Lead study author Dong Wang, a doctoral candidate in the Departments of Nutrition and Epidemiology at Harvard Chan School, told CBS News that while the kind of the U.S. diet improved reasonably from 39.9 to 48.2 [on a scale of 0 to 110] from 1999 through 2012, but, the dietary quality of the U.S. populace remains far from excellence. There are still large rooms for further improvements, he added.

The greatest development was noticed in decreasing trans-fat intake -- compelled extremely by regulatory actions, such as the FDA's current injunction on its use -- which added about half of the progress in the entire dietary quality. The authors also recorded an approximately 36 percent reduction in sugar-sweetened beverages and juice.

Moreover, Americans are eating more fruits, nuts and legumes, whole grains and polyunsaturated fatty acids -- healthy fats like those found in some vegetable oils or fish -- and reducing consumption of red and processed meat, though those developments are minimal.

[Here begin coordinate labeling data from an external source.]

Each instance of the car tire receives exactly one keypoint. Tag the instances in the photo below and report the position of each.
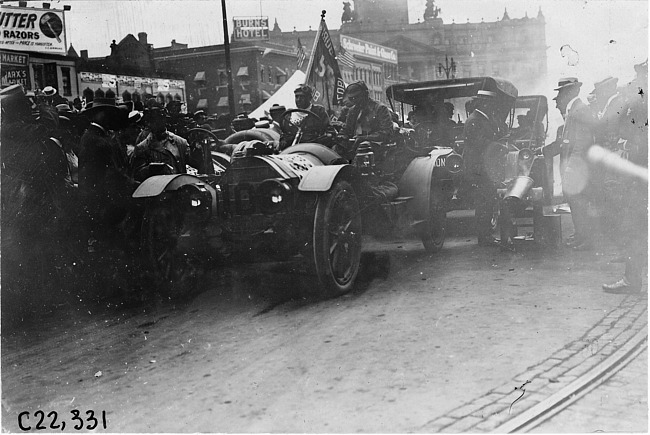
(435, 228)
(172, 270)
(337, 239)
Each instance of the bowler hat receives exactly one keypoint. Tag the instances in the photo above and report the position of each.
(355, 89)
(304, 90)
(103, 101)
(567, 82)
(12, 91)
(49, 91)
(484, 93)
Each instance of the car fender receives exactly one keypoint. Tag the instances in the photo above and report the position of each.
(416, 182)
(321, 178)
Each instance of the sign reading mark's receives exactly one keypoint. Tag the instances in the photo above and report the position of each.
(15, 69)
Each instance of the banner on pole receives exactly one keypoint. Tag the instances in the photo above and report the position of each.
(323, 73)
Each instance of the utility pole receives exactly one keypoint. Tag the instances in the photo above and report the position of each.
(226, 46)
(449, 69)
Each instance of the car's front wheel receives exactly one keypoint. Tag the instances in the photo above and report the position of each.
(337, 239)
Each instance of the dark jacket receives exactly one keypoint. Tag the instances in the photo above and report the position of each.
(153, 150)
(481, 134)
(578, 134)
(103, 170)
(373, 120)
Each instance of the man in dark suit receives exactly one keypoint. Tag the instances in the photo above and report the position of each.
(577, 179)
(482, 131)
(104, 185)
(367, 120)
(634, 222)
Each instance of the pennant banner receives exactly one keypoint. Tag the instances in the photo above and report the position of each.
(323, 73)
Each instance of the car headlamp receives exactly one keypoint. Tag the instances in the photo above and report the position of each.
(196, 201)
(454, 163)
(273, 196)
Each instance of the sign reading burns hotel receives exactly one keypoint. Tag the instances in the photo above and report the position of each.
(368, 49)
(251, 28)
(32, 29)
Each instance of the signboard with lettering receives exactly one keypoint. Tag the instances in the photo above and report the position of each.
(251, 29)
(131, 84)
(15, 69)
(32, 29)
(368, 49)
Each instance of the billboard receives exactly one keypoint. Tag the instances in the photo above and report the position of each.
(32, 29)
(369, 50)
(250, 29)
(15, 69)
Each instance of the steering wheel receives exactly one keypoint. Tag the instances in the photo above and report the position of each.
(291, 128)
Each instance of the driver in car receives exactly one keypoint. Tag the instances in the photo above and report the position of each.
(367, 120)
(311, 127)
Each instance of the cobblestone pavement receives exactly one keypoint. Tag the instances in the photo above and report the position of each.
(620, 404)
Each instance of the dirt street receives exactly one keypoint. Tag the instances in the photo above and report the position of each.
(420, 336)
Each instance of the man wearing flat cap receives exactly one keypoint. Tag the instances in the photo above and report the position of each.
(367, 119)
(482, 131)
(160, 145)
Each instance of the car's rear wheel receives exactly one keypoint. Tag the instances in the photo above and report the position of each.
(337, 239)
(434, 229)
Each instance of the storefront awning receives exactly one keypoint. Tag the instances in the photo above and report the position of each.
(203, 104)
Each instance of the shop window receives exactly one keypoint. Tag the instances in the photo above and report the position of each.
(88, 95)
(67, 84)
(39, 76)
(223, 77)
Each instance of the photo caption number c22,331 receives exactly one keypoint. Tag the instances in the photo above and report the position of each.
(75, 420)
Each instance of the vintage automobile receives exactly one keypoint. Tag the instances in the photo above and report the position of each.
(524, 176)
(304, 203)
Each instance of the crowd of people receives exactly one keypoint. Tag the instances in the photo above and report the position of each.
(604, 202)
(71, 168)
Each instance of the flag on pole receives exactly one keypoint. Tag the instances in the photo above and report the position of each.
(301, 56)
(323, 72)
(345, 58)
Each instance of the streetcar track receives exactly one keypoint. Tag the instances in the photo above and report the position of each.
(559, 401)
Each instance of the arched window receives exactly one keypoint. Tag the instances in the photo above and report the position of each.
(88, 95)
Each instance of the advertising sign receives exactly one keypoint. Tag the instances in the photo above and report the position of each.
(15, 69)
(251, 29)
(368, 49)
(32, 29)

And regardless of the nutrition education efforts contrived by the dietary guidelines and recommendations, sodium intake has been expanding over the last 14 years.

The findings also showed important gaps in healthy eating tendencies across socio-economic groups. The development in dietary was bigger among persons with higher socioeconomic status and a healthier body weight. Meanwhile, African Americans had the lowest dietary condition, which was regarded for by lower incomes and literacy. The study authors also noted that these gaps in dietary quality go on or even extended from 1999 to 2012.

Generally, Wang said that while much work still requires to be done, the outcomes of the study are promising. He added that the most essential conclusion is that even small progress in dietary quality can lead to important reduction in disease risk and disease burden.